September 1, 2014

Tools and Techniques for Index Design Webinar Questions Followup

I presented a webinar this week to give an overview of Tools and Techniques for Index Design. Even if you missed the webinar, you can register for it, and you’ll be emailed a link to the recording.

I’d like to invite folks who are interested in tools for query optimization to attend the new Percona online virtual training Analyzing SQL Queries with Percona Toolkit, October 29 – November 2, 2012. See http://store.percona.com/catalog.php?category=17 for details on this training class and how to register to attend.

During my webinar, I got a number of good questions. Here are the questions (paraphrased), with my answers.

Q: Can you link to the book on index optimization you mentioned in the webinar?

Sure!  The book is Relational Database Index Design and the Optimizers by Tapio Lahdenmäki and Michael Leach.

Also Baron Schwartz has written a good review of this book.

Q: Given that the book was written in 2005, before MySQL 5.1 and 5.5 were released, is it still relevant?

That book is designed to be RDBMS-neutral, and the concepts it covers apply to other products besides MySQL. The logical principles still hold true: using an index really means leveraging a pre-sorted data structure to reduce the work a query needs to do.  The basic data structure of an index hasn’t changed in recent releases.  So yes, the principles of this book are still relevant to current versions of MySQL.

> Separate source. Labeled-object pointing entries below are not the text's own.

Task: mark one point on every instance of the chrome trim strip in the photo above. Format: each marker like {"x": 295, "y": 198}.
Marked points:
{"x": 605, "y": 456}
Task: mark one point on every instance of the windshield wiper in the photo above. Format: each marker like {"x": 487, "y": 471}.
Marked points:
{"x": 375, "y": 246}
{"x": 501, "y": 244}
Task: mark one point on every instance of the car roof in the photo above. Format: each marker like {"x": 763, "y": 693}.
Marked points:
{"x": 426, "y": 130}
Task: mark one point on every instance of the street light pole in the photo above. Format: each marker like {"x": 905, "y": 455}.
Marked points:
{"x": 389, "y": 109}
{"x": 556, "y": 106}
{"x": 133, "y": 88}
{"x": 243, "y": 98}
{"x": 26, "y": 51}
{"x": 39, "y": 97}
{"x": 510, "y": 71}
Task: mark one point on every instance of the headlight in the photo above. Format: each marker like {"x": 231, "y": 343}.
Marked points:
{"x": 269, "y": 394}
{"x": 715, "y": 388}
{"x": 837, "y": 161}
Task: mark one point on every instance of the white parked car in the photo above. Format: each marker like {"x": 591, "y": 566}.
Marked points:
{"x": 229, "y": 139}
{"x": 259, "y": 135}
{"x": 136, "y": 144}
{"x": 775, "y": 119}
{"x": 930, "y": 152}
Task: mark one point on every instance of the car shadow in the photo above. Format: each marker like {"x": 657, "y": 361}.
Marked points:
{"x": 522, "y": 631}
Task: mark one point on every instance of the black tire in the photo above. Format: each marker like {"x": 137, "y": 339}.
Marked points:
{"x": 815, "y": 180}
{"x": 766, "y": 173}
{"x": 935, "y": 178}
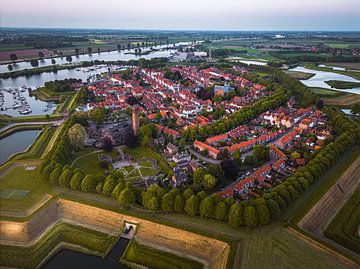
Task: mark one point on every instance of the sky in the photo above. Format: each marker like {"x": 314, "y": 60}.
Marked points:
{"x": 333, "y": 15}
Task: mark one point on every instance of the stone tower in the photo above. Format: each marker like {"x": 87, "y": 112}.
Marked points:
{"x": 135, "y": 119}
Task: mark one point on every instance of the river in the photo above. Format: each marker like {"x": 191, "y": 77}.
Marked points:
{"x": 16, "y": 142}
{"x": 123, "y": 55}
{"x": 318, "y": 81}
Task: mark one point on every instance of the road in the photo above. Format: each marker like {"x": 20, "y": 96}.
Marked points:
{"x": 55, "y": 122}
{"x": 206, "y": 159}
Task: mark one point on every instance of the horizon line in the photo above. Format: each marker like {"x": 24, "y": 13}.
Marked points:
{"x": 169, "y": 30}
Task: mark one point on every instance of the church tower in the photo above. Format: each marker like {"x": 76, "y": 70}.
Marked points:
{"x": 135, "y": 119}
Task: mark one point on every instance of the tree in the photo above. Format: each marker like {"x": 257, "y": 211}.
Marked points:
{"x": 107, "y": 144}
{"x": 88, "y": 183}
{"x": 153, "y": 204}
{"x": 230, "y": 168}
{"x": 48, "y": 169}
{"x": 273, "y": 208}
{"x": 192, "y": 205}
{"x": 34, "y": 63}
{"x": 235, "y": 215}
{"x": 229, "y": 201}
{"x": 179, "y": 203}
{"x": 198, "y": 175}
{"x": 320, "y": 104}
{"x": 13, "y": 57}
{"x": 250, "y": 216}
{"x": 262, "y": 211}
{"x": 201, "y": 195}
{"x": 68, "y": 58}
{"x": 237, "y": 157}
{"x": 77, "y": 136}
{"x": 206, "y": 208}
{"x": 167, "y": 202}
{"x": 98, "y": 115}
{"x": 209, "y": 181}
{"x": 216, "y": 171}
{"x": 76, "y": 180}
{"x": 64, "y": 179}
{"x": 118, "y": 189}
{"x": 126, "y": 198}
{"x": 187, "y": 193}
{"x": 55, "y": 174}
{"x": 99, "y": 187}
{"x": 109, "y": 186}
{"x": 261, "y": 152}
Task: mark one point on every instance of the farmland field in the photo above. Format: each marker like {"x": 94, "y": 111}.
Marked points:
{"x": 24, "y": 54}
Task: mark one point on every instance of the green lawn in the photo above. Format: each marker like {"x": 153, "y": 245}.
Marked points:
{"x": 139, "y": 152}
{"x": 344, "y": 227}
{"x": 20, "y": 179}
{"x": 147, "y": 171}
{"x": 342, "y": 84}
{"x": 29, "y": 257}
{"x": 157, "y": 259}
{"x": 89, "y": 163}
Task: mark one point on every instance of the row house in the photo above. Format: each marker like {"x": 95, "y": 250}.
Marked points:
{"x": 213, "y": 152}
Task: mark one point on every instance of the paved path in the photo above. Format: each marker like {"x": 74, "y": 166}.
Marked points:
{"x": 8, "y": 126}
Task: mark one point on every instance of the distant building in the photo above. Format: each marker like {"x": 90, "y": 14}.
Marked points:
{"x": 135, "y": 119}
{"x": 221, "y": 90}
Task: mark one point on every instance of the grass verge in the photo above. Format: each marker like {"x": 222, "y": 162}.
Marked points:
{"x": 30, "y": 257}
{"x": 343, "y": 227}
{"x": 154, "y": 258}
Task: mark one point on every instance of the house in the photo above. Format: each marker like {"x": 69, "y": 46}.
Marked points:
{"x": 180, "y": 157}
{"x": 179, "y": 177}
{"x": 171, "y": 149}
{"x": 216, "y": 139}
{"x": 213, "y": 152}
{"x": 221, "y": 90}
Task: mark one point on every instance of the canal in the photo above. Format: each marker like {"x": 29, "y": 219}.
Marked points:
{"x": 122, "y": 55}
{"x": 318, "y": 81}
{"x": 16, "y": 142}
{"x": 66, "y": 258}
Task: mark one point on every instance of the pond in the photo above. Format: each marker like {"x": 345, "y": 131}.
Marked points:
{"x": 72, "y": 259}
{"x": 16, "y": 142}
{"x": 123, "y": 55}
{"x": 318, "y": 81}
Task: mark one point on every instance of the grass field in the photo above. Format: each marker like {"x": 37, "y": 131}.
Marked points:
{"x": 29, "y": 257}
{"x": 37, "y": 149}
{"x": 25, "y": 180}
{"x": 344, "y": 227}
{"x": 154, "y": 258}
{"x": 299, "y": 75}
{"x": 343, "y": 84}
{"x": 139, "y": 152}
{"x": 353, "y": 74}
{"x": 89, "y": 163}
{"x": 321, "y": 92}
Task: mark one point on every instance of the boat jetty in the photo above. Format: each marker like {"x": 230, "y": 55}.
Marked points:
{"x": 20, "y": 102}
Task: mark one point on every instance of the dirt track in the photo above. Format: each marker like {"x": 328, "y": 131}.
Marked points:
{"x": 317, "y": 219}
{"x": 213, "y": 253}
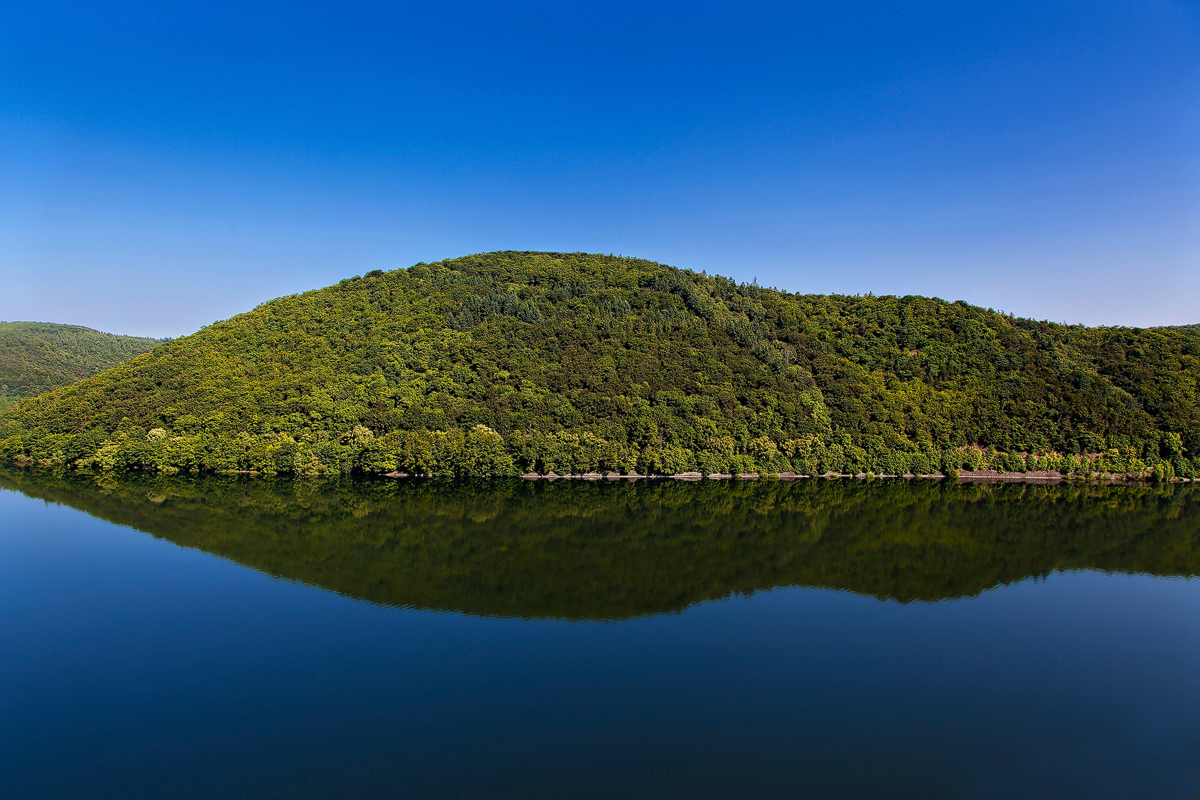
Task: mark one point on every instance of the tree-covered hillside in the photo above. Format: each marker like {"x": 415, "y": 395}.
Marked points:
{"x": 36, "y": 358}
{"x": 507, "y": 362}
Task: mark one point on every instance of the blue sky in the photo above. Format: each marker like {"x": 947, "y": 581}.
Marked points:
{"x": 163, "y": 166}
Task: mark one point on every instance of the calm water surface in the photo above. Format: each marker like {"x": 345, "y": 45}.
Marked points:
{"x": 255, "y": 638}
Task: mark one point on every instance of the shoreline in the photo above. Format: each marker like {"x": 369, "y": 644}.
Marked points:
{"x": 960, "y": 476}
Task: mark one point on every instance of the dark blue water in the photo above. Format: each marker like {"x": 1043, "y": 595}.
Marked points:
{"x": 135, "y": 667}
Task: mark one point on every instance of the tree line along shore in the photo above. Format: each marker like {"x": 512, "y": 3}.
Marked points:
{"x": 483, "y": 452}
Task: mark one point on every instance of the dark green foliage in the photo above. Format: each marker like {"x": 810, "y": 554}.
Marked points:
{"x": 610, "y": 551}
{"x": 36, "y": 358}
{"x": 507, "y": 362}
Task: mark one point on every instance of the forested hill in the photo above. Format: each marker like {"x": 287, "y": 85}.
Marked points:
{"x": 505, "y": 362}
{"x": 39, "y": 356}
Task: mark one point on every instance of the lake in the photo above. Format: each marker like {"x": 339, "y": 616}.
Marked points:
{"x": 233, "y": 637}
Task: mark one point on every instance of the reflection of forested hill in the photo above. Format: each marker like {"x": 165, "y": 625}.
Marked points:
{"x": 610, "y": 551}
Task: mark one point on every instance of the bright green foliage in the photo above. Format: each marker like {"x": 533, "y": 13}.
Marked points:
{"x": 508, "y": 362}
{"x": 36, "y": 358}
{"x": 610, "y": 551}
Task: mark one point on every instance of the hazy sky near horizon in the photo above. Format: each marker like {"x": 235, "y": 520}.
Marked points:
{"x": 163, "y": 166}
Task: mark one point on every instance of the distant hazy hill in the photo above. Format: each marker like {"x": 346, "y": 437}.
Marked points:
{"x": 39, "y": 356}
{"x": 570, "y": 362}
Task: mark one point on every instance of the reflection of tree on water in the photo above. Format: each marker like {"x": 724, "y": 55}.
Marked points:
{"x": 611, "y": 551}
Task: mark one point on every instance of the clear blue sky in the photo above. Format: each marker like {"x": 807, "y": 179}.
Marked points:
{"x": 167, "y": 164}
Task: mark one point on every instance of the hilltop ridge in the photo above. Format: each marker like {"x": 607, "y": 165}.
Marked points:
{"x": 39, "y": 356}
{"x": 515, "y": 361}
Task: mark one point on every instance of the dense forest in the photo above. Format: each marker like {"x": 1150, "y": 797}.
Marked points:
{"x": 582, "y": 551}
{"x": 510, "y": 362}
{"x": 36, "y": 358}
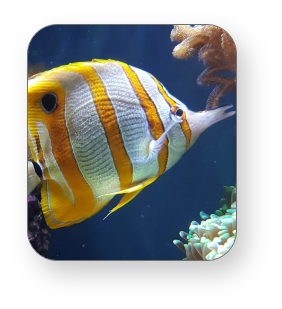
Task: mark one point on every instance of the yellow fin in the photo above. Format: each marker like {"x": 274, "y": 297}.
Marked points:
{"x": 131, "y": 193}
{"x": 125, "y": 199}
{"x": 139, "y": 186}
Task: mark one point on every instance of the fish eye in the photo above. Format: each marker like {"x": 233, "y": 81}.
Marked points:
{"x": 177, "y": 114}
{"x": 49, "y": 102}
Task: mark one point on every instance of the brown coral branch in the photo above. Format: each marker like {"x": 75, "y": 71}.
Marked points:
{"x": 216, "y": 49}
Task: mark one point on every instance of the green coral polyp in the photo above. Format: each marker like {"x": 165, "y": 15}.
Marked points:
{"x": 215, "y": 236}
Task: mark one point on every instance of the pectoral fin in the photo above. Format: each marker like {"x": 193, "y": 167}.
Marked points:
{"x": 131, "y": 193}
{"x": 125, "y": 199}
{"x": 137, "y": 187}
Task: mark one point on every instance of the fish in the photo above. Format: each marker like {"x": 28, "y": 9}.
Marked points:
{"x": 101, "y": 128}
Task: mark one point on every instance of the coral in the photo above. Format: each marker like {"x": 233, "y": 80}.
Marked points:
{"x": 213, "y": 237}
{"x": 38, "y": 236}
{"x": 216, "y": 49}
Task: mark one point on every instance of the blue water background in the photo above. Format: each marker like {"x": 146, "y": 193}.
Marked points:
{"x": 145, "y": 228}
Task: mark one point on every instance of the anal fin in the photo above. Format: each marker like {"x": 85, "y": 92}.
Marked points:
{"x": 125, "y": 199}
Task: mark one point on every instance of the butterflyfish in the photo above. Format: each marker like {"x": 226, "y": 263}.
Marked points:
{"x": 101, "y": 128}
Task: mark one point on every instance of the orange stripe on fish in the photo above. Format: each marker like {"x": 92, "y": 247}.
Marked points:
{"x": 156, "y": 125}
{"x": 184, "y": 125}
{"x": 63, "y": 210}
{"x": 109, "y": 122}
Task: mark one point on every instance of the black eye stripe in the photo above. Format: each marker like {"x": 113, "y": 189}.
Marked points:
{"x": 49, "y": 102}
{"x": 179, "y": 112}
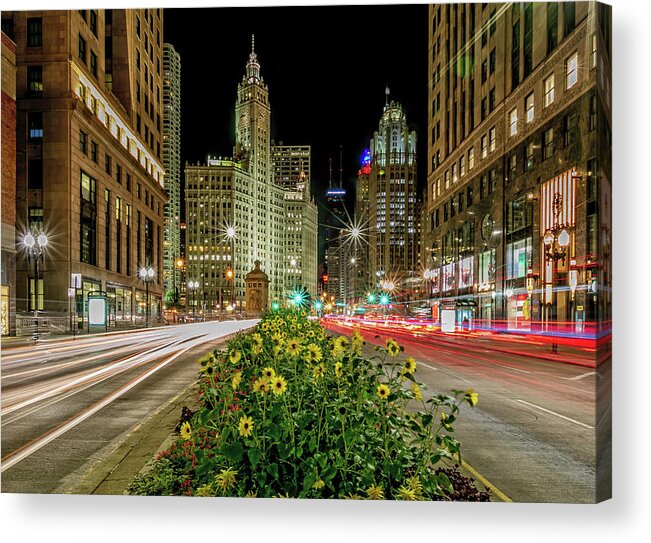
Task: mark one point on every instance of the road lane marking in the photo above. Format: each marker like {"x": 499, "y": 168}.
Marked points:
{"x": 556, "y": 414}
{"x": 578, "y": 377}
{"x": 489, "y": 486}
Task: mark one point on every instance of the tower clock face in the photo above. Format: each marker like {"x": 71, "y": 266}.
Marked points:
{"x": 487, "y": 226}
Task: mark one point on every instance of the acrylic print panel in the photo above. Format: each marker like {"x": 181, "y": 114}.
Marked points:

Q: How do the upcoming changes in MySQL 5.6 change the best practices for index design?

Fundamentally, index design best practices will not change.  MySQL 5.6 is still in beta as of this writing, but the new version promises some exciting new ways that MySQL can use indexes, such as:

Q: Is it always the case that no second-star index exists for a query with both a GROUP BY and an ORDER BY clause?

Right; you’re stuck, unless your query groups by the same column as its sort column. You can optimize by adding the grouping column to your index, so all rows in a given group are read together. But doing so fixed the order in which rows are accessed, so if you need to sort by another column, it must collect the interim result set and sort it as a separate step. This is when we see “Using temporary; Using filesort” in the EXPLAIN report.

Hopefully, the size of this interim result set is relatively small, after the GROUP BY reduces it to one row per distinct value in the grouping column. Then sorting it may be more likely to happen in memory.

Q: Can you comment on the QUBE method for index estimation?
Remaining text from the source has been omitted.